"Wycelował odruchowo, zanim tamten zdążył strzelić. Kamień przeleciał błyskawicznie dzielącą ich odległość, uderzył w środek czoła i odbił się z tępym, dziwnym odgłosem. Zetjotde rozłożył szeroko ramiona i wygiął się do tyłu, stając na czubkach palców. Trwał w tej nienaturalnej pozycji dość długo, aż w końcu złożył się jak scyzoryk, opadając na kolana i bezwładnie gruchnął twarzą w resztki śniegu.
Ram doskoczył do niego. Nie zadawał sobie trudu oględzin, chciał to mieć jak najszybciej za sobą. Spojrzał w dół. Złapawszy za kołnierz płaszcza, z trudem dociągnął Skrzypka do miejsca, w którym pionowa ściana skały zwieszała się wprost nad wodą. Oparł na nim stopę i popchnął. Ciało oderwało się od ziemi. Poły płaszcza załopotały jak dwie czarne chorągwie. Skrzypek runął z furkotem w morską kipiel. Za nim poleciał czarny melonik: Ram Dass rzucił go ostro na wiatr, jakby rzucał fresbee. Przestraszone ptaki zawirowały nad wzburzoną tonią, pokrzykując i wrzeszcząc. Ich głosy były prawie ludzkie."
"- Zagrasz ze mną w Koziołka? - Kelpie wysypał na stół zawartość woreczka; były to kulki: sześć białych i sześć czarnych.
- Na pieniądze?
- Można i tak, ale ja proponuję ci inne zasady.

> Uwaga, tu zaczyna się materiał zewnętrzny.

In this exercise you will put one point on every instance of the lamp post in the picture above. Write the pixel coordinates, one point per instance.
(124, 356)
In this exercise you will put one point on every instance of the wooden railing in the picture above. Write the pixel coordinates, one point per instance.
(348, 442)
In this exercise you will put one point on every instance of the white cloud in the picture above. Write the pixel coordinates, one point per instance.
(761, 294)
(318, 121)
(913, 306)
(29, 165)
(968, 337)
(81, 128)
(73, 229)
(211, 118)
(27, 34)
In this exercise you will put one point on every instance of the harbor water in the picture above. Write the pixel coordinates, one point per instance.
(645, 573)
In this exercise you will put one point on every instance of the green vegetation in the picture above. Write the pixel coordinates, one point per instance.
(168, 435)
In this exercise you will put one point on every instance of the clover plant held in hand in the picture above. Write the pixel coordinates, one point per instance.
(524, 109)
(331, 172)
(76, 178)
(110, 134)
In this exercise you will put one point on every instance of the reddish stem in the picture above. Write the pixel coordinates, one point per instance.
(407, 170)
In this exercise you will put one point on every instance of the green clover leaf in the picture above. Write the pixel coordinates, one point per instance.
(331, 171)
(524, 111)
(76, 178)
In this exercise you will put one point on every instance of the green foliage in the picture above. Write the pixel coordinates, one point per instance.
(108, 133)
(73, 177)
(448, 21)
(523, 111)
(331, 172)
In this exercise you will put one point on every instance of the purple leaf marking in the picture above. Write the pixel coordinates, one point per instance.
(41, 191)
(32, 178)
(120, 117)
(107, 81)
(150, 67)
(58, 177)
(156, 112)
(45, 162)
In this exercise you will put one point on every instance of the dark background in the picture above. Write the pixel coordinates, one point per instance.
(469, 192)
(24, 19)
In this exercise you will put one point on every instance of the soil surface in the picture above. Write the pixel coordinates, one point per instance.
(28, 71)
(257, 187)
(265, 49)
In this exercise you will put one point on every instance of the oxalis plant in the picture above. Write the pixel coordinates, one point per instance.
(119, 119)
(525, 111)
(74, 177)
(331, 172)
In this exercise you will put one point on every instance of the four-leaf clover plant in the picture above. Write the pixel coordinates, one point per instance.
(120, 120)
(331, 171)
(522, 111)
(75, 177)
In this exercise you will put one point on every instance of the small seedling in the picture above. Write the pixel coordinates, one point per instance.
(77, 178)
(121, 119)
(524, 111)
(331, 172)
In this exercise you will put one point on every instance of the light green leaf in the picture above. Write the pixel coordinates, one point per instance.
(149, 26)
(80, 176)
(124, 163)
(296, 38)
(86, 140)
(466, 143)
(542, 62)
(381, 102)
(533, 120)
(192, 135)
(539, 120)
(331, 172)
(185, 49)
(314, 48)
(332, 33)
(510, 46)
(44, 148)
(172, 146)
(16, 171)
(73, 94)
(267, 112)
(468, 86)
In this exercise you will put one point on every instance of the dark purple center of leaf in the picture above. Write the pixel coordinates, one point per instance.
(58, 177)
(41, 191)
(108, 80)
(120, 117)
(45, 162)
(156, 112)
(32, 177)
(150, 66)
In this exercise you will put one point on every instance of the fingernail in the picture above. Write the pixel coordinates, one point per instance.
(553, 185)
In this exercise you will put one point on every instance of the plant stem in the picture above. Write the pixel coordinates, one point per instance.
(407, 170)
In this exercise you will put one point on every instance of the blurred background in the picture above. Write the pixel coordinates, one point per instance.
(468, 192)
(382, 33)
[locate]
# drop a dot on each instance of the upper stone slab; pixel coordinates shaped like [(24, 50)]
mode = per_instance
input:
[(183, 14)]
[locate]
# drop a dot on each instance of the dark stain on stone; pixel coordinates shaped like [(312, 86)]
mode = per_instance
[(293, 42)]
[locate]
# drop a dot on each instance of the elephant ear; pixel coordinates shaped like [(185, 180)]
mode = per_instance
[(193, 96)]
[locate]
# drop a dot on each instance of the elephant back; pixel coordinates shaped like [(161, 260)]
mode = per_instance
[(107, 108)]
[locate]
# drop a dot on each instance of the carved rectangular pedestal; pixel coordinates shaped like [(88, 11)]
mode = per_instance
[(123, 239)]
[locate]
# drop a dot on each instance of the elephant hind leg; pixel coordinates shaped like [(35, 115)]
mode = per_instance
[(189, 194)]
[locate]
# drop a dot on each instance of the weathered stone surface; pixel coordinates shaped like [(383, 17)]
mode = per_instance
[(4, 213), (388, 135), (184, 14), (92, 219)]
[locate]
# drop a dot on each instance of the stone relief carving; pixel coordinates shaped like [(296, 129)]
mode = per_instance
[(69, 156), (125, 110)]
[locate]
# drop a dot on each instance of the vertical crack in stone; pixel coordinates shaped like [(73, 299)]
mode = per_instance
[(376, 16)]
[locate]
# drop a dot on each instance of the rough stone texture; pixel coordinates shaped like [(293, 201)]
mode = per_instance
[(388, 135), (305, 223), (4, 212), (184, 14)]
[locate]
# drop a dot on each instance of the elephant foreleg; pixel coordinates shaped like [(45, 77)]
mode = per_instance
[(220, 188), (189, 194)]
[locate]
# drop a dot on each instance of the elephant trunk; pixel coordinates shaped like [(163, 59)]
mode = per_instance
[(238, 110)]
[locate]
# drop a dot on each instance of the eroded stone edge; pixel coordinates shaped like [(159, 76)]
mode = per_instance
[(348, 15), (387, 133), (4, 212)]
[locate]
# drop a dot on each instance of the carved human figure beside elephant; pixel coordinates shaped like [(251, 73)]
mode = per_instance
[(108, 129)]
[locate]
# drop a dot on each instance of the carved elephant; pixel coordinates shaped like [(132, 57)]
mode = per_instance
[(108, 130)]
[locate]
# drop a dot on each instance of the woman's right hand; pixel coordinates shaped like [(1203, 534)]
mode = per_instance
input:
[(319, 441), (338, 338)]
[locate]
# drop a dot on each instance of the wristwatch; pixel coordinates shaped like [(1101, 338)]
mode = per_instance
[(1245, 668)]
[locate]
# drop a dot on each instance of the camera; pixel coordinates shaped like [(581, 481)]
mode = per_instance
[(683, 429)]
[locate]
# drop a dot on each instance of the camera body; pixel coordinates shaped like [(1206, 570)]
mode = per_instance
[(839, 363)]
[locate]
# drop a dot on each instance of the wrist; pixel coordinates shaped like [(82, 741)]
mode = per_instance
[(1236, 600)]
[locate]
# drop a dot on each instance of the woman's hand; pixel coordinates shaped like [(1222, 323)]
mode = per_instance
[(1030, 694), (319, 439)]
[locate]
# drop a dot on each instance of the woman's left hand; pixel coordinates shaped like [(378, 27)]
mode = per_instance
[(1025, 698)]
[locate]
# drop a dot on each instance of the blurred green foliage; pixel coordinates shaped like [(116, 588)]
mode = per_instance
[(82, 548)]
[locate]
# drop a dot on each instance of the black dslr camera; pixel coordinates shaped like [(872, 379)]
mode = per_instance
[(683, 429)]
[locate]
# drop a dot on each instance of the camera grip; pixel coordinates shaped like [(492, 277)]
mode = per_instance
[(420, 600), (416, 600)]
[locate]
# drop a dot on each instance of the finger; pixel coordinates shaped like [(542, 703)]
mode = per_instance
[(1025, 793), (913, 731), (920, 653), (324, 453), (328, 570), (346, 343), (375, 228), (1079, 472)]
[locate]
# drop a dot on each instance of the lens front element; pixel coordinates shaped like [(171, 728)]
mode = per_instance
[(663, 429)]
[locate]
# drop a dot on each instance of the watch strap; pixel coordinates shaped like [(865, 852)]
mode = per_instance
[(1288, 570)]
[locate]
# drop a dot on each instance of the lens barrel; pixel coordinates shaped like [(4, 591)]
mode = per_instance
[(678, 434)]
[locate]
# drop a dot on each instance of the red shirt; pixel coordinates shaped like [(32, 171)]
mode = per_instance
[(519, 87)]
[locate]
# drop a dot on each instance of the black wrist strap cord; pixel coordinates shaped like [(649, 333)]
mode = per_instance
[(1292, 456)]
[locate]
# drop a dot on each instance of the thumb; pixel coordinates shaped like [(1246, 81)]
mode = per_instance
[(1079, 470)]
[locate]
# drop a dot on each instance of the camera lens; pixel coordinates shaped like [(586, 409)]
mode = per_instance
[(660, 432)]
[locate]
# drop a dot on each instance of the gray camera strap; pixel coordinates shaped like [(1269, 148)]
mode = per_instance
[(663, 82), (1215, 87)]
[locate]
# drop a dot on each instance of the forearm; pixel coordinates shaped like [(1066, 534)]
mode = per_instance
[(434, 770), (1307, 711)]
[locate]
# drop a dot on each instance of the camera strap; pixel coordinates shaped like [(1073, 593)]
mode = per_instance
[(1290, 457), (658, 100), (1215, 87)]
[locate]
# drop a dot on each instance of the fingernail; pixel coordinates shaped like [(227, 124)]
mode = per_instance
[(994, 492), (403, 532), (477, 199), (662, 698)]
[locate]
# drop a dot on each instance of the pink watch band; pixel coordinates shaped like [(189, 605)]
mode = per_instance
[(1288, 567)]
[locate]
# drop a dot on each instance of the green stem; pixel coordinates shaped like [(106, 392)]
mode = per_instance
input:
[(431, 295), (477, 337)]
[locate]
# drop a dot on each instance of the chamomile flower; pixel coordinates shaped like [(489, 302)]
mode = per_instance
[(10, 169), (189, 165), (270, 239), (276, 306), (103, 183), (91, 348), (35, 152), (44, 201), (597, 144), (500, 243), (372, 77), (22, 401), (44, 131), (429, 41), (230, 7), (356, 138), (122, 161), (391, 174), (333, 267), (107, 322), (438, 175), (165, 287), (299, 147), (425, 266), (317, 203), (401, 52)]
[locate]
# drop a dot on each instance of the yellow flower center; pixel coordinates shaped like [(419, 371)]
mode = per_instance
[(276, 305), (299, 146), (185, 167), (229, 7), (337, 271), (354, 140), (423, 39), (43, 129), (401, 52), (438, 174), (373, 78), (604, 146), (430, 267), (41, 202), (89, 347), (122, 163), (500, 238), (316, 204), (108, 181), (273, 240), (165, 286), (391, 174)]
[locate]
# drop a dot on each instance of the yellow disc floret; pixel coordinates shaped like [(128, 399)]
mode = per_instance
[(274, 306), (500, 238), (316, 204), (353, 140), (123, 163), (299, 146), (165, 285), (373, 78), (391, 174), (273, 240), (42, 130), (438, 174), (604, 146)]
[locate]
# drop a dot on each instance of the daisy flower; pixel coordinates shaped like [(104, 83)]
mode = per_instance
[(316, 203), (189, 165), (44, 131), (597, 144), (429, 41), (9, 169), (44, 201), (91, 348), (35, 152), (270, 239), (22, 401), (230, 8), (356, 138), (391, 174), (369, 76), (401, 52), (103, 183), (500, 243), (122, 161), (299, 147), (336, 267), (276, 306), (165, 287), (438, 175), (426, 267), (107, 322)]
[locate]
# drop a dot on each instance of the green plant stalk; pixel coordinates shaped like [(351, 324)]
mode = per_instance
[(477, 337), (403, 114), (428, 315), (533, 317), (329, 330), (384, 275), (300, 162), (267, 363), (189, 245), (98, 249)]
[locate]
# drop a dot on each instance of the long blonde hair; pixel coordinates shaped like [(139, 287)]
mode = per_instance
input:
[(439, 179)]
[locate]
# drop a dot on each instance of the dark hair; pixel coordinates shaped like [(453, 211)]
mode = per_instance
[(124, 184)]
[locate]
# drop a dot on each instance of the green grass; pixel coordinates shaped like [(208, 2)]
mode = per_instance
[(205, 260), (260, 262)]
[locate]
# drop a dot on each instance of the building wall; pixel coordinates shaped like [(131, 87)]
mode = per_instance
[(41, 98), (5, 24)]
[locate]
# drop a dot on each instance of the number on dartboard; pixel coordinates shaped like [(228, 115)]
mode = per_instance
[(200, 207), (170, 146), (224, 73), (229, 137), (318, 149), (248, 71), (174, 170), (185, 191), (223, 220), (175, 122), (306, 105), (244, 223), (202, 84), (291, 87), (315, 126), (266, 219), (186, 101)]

Asymetryczne. Każdy z nas gra o co innego. Jeśli
wygram, staniesz się członkiem naszego Kościoła. Ze swojej strony obiecuję, że za każdym razem, gdy twoja kulka trafi do otwartej paszczy tego tutaj kozła, możesz mi zadać dowolne pytanie. Zobowiązuję się odpowiedzieć zgodnie z moją najlepszą wiedzą i wolą. Co ty na to?
- Ja – członkiem waszego Kościoła? To nieporozumienie. A poza tym: co takiego mógłbyś mi powiedzieć? Co wiesz, czego sam bym nie wiedział? O co właściwie miałbym cię pytać?
- Nigdy się nie dowiesz, dopóki ze mną nie zagrasz!
Pokusa była dość silna. Ram wybrał kolor biały. Umieścił jedną z kulek na starcie. W drugim punkcie startowym Kelpie umieścił swoją. Ruszyli jednocześnie. Biała kulka sunęła obrzeżami labiryntu, z dala od środka. Czarna natychmiast trafiła do celu."